Hockey today is a completely different game than 20 years ago, or 10 years ago, or even five years ago. The league has dealt with issues facing the sport head-on and dramatically improved the quality of play.
In the mid-2000s, it changed rules to increase competitiveness and increase scoring by eliminating the two-line pass and restricting where goalies could play the puck. It also changed overtime rules to eliminate ties (looking at you, NFL!) by instituting a shootout. Two years ago, it changed the overtime rules so that teams played three-on-three to increase the chances of game-winners and making extra time far more exciting.
The NHL has even addressed issues that other leagues receive criticism about constantly.
While many complain the NBA and MLB replay rules are too limited, this season the NHL expanded its replay system to include both league reviews and coach challenges.
NBA fans argued about whether star players should be allowed to rest and sit out games. Meanwhile, this year the NHL introduced a one-week bye for every team to give players extra rest during the season.
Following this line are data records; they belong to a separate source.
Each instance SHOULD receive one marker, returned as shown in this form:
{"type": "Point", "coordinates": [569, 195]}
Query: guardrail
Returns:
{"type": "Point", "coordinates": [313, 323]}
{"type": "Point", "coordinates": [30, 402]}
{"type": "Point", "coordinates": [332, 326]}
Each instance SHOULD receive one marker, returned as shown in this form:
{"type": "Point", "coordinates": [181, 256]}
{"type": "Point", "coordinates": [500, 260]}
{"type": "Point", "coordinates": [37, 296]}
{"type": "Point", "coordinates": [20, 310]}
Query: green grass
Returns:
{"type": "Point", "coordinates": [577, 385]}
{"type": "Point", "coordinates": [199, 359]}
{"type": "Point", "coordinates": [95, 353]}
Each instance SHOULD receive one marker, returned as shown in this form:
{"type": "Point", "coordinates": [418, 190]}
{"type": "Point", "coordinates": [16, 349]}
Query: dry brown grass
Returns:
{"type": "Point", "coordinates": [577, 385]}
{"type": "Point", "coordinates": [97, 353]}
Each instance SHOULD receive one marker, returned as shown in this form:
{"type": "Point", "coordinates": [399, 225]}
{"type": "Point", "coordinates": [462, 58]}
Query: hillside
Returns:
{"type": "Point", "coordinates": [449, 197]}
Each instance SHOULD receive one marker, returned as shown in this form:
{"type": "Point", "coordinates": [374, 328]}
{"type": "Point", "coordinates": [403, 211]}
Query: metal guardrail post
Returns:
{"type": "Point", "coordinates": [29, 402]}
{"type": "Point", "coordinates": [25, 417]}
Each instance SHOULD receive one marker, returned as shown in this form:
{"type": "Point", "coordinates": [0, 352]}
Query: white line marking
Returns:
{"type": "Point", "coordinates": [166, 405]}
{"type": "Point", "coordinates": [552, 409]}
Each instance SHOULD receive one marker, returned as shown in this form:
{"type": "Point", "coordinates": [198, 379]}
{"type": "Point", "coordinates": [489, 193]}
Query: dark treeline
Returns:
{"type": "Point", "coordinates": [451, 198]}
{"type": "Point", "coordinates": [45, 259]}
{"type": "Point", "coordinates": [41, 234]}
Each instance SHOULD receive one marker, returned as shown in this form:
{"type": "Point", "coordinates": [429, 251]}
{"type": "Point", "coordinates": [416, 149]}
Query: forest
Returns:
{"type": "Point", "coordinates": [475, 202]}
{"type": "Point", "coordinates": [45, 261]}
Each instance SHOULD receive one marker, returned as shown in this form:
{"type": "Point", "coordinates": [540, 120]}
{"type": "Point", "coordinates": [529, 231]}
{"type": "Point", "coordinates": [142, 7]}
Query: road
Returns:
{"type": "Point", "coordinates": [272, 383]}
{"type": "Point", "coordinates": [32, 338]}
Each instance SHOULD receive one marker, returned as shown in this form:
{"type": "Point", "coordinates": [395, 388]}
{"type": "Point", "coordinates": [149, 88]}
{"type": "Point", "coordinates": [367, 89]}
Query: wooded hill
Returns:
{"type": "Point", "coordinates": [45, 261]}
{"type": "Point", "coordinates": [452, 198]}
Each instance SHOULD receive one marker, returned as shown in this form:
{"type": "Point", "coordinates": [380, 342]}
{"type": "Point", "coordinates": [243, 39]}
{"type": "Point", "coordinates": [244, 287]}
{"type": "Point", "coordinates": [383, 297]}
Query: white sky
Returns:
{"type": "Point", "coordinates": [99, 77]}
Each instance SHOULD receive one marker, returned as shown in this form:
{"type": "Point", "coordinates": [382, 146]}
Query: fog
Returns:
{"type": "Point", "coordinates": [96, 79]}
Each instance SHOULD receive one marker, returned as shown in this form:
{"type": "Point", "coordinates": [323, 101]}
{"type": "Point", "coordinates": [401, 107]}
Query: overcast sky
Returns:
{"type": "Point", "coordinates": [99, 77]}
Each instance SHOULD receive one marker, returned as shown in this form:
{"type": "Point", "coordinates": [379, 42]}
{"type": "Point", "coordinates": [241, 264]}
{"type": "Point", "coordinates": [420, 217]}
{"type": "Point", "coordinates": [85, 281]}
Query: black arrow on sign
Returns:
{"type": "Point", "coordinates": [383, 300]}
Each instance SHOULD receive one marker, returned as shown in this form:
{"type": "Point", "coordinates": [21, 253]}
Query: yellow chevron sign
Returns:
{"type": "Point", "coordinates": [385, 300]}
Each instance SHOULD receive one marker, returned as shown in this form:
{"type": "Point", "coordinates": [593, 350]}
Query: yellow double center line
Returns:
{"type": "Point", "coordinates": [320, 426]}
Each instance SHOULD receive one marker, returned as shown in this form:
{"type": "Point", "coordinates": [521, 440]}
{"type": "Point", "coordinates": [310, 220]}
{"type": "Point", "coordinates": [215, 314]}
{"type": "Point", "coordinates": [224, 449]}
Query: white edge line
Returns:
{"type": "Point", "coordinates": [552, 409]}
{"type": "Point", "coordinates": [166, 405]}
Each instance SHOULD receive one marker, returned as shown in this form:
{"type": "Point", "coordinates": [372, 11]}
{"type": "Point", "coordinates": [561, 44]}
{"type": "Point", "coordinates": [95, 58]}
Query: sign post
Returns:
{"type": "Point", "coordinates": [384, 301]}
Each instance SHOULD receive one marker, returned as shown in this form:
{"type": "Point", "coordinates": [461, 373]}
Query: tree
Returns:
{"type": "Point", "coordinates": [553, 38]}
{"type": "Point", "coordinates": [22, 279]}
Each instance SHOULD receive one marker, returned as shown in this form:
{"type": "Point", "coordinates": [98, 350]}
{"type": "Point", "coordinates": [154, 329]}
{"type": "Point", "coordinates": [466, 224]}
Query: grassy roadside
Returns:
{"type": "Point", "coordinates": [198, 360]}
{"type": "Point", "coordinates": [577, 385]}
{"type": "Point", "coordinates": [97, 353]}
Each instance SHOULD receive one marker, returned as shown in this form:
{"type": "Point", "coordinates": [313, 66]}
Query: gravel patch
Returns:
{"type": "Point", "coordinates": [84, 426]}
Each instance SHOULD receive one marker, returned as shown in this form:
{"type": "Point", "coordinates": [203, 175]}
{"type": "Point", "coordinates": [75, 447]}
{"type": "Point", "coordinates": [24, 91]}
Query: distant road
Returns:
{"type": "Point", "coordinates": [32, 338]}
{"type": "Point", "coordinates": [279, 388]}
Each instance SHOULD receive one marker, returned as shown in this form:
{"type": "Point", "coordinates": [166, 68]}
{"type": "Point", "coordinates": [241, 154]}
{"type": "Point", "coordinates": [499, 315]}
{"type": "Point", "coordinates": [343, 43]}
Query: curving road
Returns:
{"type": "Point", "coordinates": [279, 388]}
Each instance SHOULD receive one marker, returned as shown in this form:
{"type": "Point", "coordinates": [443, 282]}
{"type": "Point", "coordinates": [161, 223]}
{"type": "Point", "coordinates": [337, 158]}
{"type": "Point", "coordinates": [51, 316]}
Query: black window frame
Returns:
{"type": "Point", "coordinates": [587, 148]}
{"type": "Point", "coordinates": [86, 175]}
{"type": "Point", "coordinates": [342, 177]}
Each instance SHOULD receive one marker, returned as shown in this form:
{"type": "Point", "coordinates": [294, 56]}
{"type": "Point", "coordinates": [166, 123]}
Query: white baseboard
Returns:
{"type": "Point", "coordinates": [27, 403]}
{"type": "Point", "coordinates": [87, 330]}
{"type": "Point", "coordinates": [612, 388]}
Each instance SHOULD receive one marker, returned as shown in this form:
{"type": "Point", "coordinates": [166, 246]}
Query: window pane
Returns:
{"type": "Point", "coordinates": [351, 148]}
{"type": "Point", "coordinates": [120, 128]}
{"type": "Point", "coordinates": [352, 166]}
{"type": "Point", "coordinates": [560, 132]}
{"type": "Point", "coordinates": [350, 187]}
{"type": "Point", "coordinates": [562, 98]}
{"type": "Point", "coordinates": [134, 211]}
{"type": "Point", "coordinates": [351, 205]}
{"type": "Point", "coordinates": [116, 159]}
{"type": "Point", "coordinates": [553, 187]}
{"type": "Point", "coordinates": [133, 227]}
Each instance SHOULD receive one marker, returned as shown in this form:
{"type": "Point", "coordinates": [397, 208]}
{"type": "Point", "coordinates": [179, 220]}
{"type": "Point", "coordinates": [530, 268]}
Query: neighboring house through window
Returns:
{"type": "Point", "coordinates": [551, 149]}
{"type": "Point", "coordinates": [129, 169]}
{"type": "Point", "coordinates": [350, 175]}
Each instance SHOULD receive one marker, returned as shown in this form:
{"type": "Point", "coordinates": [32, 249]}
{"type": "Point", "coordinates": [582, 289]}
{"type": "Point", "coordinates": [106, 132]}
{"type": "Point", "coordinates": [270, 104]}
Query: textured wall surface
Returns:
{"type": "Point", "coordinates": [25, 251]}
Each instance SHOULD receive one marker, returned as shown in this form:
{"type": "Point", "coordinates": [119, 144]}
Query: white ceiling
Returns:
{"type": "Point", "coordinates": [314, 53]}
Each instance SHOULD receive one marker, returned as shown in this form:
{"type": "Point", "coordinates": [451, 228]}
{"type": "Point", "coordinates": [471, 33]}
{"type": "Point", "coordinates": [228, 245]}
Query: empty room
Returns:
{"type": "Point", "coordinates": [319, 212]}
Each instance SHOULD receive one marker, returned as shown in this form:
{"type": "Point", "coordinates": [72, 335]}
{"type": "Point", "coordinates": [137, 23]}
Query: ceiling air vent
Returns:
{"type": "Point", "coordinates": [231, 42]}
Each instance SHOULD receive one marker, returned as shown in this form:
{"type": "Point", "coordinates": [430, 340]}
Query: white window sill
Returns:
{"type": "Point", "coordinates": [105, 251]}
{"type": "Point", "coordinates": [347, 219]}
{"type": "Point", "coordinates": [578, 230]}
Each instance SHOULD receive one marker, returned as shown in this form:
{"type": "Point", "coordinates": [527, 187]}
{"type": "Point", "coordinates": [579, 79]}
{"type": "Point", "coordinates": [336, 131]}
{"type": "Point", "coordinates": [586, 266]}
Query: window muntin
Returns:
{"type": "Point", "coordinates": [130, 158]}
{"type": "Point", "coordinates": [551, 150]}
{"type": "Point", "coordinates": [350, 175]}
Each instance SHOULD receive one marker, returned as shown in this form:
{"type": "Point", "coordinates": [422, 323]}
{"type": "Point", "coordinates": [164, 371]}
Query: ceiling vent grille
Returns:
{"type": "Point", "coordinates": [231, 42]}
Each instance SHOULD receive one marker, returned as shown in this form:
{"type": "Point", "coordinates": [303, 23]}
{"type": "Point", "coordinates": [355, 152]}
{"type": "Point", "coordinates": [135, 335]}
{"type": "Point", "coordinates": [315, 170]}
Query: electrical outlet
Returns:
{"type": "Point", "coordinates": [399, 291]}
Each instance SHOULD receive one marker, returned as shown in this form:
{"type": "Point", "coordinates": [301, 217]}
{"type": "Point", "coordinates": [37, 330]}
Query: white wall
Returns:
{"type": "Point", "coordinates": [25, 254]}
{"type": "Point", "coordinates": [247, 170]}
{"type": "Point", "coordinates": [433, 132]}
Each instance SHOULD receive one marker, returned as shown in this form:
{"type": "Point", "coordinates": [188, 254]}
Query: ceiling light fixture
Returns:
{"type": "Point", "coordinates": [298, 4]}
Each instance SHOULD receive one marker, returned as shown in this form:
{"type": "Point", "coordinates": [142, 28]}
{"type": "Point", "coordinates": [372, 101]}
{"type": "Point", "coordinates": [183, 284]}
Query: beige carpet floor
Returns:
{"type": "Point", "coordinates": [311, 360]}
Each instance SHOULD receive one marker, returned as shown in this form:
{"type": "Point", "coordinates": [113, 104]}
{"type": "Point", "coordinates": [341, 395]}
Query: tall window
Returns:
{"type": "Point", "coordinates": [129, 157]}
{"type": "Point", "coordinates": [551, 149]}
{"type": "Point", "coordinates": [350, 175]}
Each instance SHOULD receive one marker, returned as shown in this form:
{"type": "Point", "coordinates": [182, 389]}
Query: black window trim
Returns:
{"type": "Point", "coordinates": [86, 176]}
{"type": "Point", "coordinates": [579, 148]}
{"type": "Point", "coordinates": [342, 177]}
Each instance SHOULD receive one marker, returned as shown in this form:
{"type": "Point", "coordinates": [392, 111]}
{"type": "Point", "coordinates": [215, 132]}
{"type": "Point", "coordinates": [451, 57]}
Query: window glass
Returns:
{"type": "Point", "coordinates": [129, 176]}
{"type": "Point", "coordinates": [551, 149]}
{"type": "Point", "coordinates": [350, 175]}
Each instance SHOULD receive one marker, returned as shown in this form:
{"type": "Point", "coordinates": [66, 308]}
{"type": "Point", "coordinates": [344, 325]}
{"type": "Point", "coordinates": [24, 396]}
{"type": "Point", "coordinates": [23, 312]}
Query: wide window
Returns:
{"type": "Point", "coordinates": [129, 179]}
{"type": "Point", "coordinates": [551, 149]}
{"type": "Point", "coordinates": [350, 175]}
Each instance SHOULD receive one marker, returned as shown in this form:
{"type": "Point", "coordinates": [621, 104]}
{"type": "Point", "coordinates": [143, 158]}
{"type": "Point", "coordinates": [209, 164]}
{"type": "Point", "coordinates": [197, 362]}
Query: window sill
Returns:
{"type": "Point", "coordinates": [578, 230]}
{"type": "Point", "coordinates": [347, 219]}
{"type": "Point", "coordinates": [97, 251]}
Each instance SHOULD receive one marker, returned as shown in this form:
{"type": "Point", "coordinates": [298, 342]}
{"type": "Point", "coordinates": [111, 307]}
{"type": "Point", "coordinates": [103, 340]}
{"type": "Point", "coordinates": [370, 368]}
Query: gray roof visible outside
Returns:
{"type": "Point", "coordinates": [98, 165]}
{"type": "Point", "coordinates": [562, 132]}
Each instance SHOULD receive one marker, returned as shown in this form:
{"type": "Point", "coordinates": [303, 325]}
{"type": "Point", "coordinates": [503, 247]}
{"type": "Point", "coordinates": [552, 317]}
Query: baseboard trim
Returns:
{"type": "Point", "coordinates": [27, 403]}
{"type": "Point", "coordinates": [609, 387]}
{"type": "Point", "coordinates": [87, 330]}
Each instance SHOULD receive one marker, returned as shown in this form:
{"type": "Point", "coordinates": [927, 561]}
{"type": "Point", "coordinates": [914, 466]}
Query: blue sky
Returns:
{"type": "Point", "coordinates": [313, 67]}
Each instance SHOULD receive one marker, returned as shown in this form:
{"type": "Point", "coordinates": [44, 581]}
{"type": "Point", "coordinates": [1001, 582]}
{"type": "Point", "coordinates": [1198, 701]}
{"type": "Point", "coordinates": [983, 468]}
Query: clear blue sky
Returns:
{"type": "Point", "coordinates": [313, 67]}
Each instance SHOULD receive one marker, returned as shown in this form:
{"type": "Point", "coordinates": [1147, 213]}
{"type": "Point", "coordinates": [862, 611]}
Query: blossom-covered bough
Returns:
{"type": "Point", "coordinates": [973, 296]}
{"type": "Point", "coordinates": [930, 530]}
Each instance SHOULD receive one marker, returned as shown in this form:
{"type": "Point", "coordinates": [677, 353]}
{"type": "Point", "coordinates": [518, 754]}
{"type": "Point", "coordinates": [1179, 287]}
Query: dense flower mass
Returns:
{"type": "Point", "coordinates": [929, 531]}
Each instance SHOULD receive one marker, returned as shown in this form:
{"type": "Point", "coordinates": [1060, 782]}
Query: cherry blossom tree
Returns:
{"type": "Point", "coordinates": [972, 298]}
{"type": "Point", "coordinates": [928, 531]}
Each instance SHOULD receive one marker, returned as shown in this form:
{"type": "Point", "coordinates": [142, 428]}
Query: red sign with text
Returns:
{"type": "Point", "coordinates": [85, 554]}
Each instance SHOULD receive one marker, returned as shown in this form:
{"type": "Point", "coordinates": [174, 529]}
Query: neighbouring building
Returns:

The NFL has failed to adequately respond to its concussion crisis, with rules such as limiting helmet-to-helmet hits and creating a medical protocol producing mixed results. The NHL, on the other-hand, has made player safety a huge focus for the league and frequently punishes players for illegal hits that lead to injuries, and it has discouraged fighting. Not only have these changes made the sport safer, they’ve also made it faster and more exciting.
So why has the NHL been so quick to change its sport? Well, the short answer is popularity. Of the Big Four, hockey is the least popular. Fans give them more room to experiment with rules in hopes of growing the game. The NFL doesn’t need to address concussions and the NBA doesn’t deal with tanking because their sports are insanely popular.
Hockey is getting better with every rule change and evolution of the sport. The game is faster and more dynamic than ever.
So when the inevitable news stories come out over the next few years about why the NBA or NFL ratings aren’t growing anymore, you can believe the NHL will know why.